As I hinted at in the Oxford meet thread, I'm proposing a meet in the county town of Chelmsford since we seem to have quite a few Essex people in the forums.

Since there isn't currently an event in August, I would propose that month (gives me plenty of time to sort it out as well) and I suspect the best dates would be the Saturdays 18th or 25th August.  There is no reason why I couldn't switch to a Sunday (or a completely different date).

I would choose those dates because it's between the close of the summer olympics and start of the paraolympics.  Anyone coming by train potentially has to route through Stratford!

Since JD Wetherspoons seem to be favoured we have two:


The Ivory Peg: 575m from Rail/Coach station
The Thomas Mildmay: 750m from Rail/Coach station

Both are child friendly and have free WiFi.  I would favour the Peg since it seems to be quieter.

I know of a decent free car park that anyone with a sat nav should be able to find with not too much problem and is also about a 600m walk.

So, how many people would be interested in a meet in Chelmsford?


----------



## trophywench (Jan 29, 2012)

I'm not, bit too far LOL, but just bumping your thread!


----------



## Nicky1970 (Jan 29, 2012)

Sadly, I can't make either of those two dates as I'll have only just returned from "Olympics Avoidance".  
For the same reason I'll be missing the York and Brighton meets! Work will be getting in the way of the Birmingham meet (sadly, would love to go).
FWIW, October appears to be meet-free at the mo.


----------



## Emmal31 (Jan 30, 2012)

Hi,

I would be very interested as I live in Chelmsford, I have not been able to attend other meet up's because of the cost getting to the places. Those dates all work for me


----------



## Northerner (Feb 1, 2012)

C'mon you Chelmsfordites! 

http://www.diabetessupport.co.uk/boards/showthread.php?t=25224

Might be a possibility for me, about 3.5 hours on the train


----------



## ukjohn (Feb 2, 2012)

Just been checking trains etc, but I cant make this one. Fare is only ?30 and journey takes about four and a half hours which involves 2 trains, 1 underground and 1 bus, and the last train to get back home leaves at 5pm


----------



## Mark T (Feb 17, 2012)

Thought I would poke this one since no one else has recently 

Seems not that many people for who this is convenient (due to cost, travel time).  I'll hold the offer open but I think with not that much interest it's not worth it for 3 of us in the pub.
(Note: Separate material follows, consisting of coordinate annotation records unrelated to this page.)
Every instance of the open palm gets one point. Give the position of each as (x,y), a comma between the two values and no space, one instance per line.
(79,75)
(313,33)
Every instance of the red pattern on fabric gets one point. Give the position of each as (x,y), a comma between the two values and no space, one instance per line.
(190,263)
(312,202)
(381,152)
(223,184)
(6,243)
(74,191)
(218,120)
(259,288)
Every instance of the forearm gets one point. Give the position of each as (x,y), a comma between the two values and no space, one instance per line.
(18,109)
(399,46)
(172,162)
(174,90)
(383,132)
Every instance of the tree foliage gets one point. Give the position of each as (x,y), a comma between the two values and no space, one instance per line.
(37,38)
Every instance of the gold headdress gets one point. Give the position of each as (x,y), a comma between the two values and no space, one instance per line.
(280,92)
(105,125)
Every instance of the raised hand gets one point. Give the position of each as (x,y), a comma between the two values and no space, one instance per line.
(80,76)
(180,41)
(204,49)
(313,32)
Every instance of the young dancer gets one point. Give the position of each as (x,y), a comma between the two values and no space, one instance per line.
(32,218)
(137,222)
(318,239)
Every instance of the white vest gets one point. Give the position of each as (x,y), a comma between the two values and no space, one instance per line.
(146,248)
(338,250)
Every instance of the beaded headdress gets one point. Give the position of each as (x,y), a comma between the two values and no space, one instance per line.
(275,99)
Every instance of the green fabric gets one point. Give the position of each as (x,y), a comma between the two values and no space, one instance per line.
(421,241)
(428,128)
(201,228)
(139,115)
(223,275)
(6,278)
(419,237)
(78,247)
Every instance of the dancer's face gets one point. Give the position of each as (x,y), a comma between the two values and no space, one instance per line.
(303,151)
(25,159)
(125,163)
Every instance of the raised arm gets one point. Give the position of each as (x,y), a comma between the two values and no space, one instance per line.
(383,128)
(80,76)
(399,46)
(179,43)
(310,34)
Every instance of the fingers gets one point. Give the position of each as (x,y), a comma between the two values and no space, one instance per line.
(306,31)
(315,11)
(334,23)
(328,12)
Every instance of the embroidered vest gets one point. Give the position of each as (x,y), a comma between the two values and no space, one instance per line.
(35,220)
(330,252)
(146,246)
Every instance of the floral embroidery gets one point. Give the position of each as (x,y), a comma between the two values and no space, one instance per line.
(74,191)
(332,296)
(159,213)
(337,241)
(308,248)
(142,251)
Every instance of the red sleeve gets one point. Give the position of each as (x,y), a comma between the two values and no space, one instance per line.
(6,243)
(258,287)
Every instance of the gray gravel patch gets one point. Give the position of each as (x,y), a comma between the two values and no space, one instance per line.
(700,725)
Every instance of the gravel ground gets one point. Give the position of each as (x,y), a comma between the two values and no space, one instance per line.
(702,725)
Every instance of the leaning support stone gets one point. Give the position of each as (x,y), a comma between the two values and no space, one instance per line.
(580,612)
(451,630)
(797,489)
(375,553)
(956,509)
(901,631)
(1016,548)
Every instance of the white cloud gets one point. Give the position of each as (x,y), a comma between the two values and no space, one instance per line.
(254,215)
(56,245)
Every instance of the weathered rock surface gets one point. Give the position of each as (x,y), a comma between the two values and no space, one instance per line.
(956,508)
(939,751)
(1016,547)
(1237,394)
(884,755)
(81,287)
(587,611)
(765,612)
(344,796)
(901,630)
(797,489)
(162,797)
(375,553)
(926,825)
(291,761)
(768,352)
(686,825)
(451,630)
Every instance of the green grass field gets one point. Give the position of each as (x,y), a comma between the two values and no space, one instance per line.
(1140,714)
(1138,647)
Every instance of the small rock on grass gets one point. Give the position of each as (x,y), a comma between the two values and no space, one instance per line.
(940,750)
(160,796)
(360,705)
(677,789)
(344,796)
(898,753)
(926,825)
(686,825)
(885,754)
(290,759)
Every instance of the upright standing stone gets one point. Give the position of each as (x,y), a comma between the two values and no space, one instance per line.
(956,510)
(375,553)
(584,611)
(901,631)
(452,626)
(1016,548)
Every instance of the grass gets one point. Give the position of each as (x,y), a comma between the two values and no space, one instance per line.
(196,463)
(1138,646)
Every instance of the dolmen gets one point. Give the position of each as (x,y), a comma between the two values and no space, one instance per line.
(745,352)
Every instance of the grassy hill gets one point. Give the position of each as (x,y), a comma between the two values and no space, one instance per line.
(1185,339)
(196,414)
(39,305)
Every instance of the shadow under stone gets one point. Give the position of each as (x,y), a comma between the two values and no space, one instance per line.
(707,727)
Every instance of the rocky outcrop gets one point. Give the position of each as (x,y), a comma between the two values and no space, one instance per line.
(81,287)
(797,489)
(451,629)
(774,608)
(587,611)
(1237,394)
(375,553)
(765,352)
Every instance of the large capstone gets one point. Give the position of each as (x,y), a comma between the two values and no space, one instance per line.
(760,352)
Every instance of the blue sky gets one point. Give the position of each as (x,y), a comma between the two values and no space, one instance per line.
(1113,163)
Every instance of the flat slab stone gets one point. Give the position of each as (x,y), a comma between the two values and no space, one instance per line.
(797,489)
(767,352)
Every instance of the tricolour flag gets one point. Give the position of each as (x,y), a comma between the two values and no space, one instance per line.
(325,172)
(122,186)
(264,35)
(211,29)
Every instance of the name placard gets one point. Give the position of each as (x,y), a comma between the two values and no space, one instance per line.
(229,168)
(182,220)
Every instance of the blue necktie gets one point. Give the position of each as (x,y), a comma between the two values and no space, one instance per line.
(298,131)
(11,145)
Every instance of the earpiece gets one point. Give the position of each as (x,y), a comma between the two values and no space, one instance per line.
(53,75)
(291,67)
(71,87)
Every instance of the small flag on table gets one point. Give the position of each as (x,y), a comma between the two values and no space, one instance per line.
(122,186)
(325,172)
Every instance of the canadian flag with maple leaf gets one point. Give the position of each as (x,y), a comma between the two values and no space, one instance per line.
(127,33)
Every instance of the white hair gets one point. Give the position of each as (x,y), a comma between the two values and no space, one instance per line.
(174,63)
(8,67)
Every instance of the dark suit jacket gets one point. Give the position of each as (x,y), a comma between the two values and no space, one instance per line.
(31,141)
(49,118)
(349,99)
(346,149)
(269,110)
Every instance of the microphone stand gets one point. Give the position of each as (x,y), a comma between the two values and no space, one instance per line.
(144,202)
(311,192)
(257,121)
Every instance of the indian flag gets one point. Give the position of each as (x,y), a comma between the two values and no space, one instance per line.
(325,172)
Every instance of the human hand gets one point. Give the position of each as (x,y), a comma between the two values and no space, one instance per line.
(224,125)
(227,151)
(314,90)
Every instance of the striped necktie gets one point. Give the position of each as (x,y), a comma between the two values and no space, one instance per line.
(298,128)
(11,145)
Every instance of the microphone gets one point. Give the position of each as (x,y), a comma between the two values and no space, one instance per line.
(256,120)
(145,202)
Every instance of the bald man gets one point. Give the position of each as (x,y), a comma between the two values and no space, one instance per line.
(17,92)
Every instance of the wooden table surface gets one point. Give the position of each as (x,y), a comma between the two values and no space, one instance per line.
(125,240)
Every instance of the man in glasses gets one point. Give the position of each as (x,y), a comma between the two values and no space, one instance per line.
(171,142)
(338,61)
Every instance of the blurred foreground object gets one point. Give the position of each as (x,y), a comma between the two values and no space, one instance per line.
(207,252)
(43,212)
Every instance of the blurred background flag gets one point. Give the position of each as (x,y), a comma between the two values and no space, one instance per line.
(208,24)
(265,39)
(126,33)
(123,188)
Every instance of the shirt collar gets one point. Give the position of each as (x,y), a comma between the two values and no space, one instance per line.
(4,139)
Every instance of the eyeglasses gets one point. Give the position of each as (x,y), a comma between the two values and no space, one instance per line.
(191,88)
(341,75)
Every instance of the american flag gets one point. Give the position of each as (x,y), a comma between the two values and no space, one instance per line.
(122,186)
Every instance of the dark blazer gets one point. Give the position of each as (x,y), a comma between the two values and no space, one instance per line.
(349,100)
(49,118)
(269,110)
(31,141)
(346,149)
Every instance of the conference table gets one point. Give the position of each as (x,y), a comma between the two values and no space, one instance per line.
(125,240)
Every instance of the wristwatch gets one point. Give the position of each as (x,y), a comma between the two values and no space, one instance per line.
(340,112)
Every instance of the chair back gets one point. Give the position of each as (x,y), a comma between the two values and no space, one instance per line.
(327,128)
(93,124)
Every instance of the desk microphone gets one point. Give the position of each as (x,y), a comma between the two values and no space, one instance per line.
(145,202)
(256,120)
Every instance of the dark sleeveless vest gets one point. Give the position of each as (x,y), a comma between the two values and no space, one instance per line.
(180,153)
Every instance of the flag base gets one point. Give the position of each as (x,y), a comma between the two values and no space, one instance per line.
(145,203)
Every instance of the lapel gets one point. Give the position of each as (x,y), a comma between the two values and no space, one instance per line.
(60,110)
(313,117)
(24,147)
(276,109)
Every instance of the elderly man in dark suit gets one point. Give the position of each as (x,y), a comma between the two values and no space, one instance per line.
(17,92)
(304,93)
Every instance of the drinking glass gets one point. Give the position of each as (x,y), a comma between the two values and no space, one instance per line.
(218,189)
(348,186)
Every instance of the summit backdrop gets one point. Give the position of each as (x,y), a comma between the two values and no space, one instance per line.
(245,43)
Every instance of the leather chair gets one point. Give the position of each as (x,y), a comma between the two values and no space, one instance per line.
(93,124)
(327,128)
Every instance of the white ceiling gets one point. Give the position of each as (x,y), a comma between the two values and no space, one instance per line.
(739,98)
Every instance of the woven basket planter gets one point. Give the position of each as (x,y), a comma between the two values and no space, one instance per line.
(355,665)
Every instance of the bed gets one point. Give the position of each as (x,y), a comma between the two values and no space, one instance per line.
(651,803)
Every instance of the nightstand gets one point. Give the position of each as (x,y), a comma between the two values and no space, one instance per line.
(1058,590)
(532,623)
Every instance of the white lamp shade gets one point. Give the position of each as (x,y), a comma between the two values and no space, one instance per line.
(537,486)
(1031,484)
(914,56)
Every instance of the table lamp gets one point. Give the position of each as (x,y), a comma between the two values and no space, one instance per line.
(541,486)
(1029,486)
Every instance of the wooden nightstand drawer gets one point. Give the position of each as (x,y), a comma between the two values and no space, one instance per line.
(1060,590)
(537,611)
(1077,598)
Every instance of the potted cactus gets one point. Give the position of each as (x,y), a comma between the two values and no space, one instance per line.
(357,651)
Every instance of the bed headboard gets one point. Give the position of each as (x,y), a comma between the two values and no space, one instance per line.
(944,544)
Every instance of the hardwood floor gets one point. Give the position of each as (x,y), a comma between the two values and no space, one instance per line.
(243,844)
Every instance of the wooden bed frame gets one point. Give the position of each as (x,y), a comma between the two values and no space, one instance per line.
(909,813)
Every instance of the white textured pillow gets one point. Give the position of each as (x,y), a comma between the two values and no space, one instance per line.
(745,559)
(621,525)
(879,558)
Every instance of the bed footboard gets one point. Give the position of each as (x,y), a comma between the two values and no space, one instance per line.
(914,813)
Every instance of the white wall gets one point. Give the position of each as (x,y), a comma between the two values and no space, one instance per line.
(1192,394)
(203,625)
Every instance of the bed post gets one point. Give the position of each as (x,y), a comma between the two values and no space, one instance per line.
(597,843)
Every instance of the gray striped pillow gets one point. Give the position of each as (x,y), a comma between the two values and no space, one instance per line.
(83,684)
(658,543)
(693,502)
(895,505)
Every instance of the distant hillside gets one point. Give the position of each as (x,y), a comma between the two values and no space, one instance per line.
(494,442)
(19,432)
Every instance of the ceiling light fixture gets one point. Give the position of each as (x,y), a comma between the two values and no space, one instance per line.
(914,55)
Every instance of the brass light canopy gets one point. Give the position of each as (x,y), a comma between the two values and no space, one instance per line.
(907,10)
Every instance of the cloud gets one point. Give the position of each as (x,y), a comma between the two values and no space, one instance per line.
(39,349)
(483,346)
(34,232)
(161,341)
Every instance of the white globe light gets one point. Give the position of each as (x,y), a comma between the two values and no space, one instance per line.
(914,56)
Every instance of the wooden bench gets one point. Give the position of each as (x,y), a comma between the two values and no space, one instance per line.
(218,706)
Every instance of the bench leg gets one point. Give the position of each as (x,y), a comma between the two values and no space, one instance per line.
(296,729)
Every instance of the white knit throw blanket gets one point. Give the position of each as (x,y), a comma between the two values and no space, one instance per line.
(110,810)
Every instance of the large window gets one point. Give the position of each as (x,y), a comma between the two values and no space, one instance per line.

However, I'm in Chelmsford Central park at least once each weekend taking my little boy for a play in the playground and often ending up at one of the local Costa's for Coffee (mine) and Cake (his).  So I'm quite happy to bump into anyone if our paths should cross.

For anyone that it's useful to and doesn't mind a walk to the shops - that free car park on a weekend can be found here - http://g.co/maps/z53qk


----------



## HOBIE (Feb 19, 2012)

I worked on the referb on the " SARECENS HEAD " in the late 80s.  Right in the middle of chelmsford. Probable changed its name  5 times ?       Remember being a nice part of the country, Used to get up early & travel in van graft for for a few days & back,  (Young & Daft still havnt changed)     Good Luck & hope it all comes off !!


----------



## Dalaney (Mar 4, 2012)

I would love to go to a meet with other people  I live in suffolk but chelmsford is only an hour away for me so would be happy to travel


----------



## Dalaney (Mar 4, 2012)

Maybe it would help get more interest if this thread was put in the general tabas I only stumbled across it as I was exploring  Just a thought


----------